Yes, this chart is colorful and caught my eye, but it’s also worthless. 

stacked bars

[source]

Below is another example using similar data where the data visualization is completely ineffective. 

CS_Default

[source]

Heat Map for Excel

Thursday, June 4th, 2009

Question: Would you pay $1,295 to be able to create this heat map (below) from an Excel spreadsheet?   If so, a company called Lab Escape has a product that will do the trick.  Oh yeah, if you want to be able to view [interactively] the output of the standard version software, you need the viewer version that only runs a mere $495.

Taken directly from their site, they claim the benefits of heat maps are:

  • Increase Agility – Improve business agility through quicker analysis, better decisions and more effective communication.
  • Reduce Risk – Rapidly identify trouble spots, before they are out of control
  • Maximize Value – Ensure that attention and resources go where they bring the best return.
  • Identify Opportunities – Discover underlying trends that point to high-value opportunities.

Heat Map

[source]

I don’t really mean to pick on this company; it’s just the one that I got an email about today.  I think the power of heat maps is actually part of its ineffectiveness, which is too much data.  The benefit of a heat map is suggested to be that you can fit a lot of information in a relatively small visualization.  If you were to create the same data using a bar chart, it would take up a few pages.  The downside of this heat map is there is too much going on with it.  The only information I can make out of it are the large outliers.  Ironically, the same is probably true if you were to create a visualization using a bar chart.  At least you would save $1295 by using a standard bar chart in Excel versus this software.

This heat map shows a ton of data where size and color of the boxes matter.  Intuitively, the bigger the box, the larger the number must be, right?  But what the heck to the colors stand for?  I cannot tell.  Also, note the logo images within the boxes – they make the label and value very hard to read.

Do you see value in heat maps?  Is this just a bad example that uses too many data points?  Please share your thoughts.

Where To Draw The Line: Line Graph vs.
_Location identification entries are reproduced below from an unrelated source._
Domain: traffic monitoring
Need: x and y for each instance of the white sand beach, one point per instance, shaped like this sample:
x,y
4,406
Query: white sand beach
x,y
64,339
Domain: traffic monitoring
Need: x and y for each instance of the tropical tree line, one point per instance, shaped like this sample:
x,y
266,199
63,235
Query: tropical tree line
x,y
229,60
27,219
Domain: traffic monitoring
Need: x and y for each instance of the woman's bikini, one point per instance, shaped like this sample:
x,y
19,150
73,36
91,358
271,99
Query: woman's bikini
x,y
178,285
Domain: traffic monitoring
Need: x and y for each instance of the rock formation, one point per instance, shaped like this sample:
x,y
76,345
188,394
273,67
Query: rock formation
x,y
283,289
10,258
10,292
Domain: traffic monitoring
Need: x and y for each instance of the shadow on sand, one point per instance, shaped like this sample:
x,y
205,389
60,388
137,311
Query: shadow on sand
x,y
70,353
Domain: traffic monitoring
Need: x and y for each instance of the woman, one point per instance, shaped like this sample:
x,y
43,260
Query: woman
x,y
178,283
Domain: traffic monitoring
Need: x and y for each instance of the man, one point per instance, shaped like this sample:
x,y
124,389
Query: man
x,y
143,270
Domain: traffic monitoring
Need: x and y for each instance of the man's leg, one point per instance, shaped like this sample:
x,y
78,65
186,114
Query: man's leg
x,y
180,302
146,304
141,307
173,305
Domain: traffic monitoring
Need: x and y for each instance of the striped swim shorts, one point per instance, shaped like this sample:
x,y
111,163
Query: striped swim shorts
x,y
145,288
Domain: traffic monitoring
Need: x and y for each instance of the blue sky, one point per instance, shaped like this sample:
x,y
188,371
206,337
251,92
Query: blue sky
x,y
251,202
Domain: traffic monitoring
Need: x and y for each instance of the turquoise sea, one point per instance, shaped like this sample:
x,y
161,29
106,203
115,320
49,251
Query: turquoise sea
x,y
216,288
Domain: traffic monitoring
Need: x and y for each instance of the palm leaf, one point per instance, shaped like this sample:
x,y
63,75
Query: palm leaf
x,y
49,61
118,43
Area Chart

Monday, May 4th, 2009

I can honestly say that I have seldom, if ever, used an area chart in the business world.  Both a line graph and area chart shows the same type of information, which is data over time.  The way Excel 2007 describes the two is by noting:

Line Graph: "display trend over time…. useful when there are many data points and the order is important"

Area Chart: "display the trend of values over time"

Below I have taken two separate data visualizations showing the same type of data.  The first is an area chart with the second being a line graph.  The data sets are different, but the use is nearly the same – showing a trend of a percent over months or years.  There is the Tufte concept of data/ink to consider if you really want to get technical.  Me, I just stick to a simple well designed line graph.

area chart

[source]

Line Graph

[source]

Simply put, I think you can’t go wrong with either of the two above if your intention is to visualize the trend of data over time.  Even though I rarely use area charts, I would much rather have someone use one of these over the misuse of trying to fit a column chart in its place.  One use of a variation of the area chart that I typically see is to show the range of average temperatures throughout the year, where the area represents the average high and average low temperature.  Conversely, I’ve also seen the temperature data represented with two line graphs for the average high/low (www.weather.com uses this method and can be seen here).  You can also see an example of an area combination chart on Jon Peltier’s site found here.

Which chart do you prefer when showing data over time, the line graph, area chart or other?  Does one sector tend to use area charts over line graphs?  My experience in the business world leads me to think lines are preferred over area charts.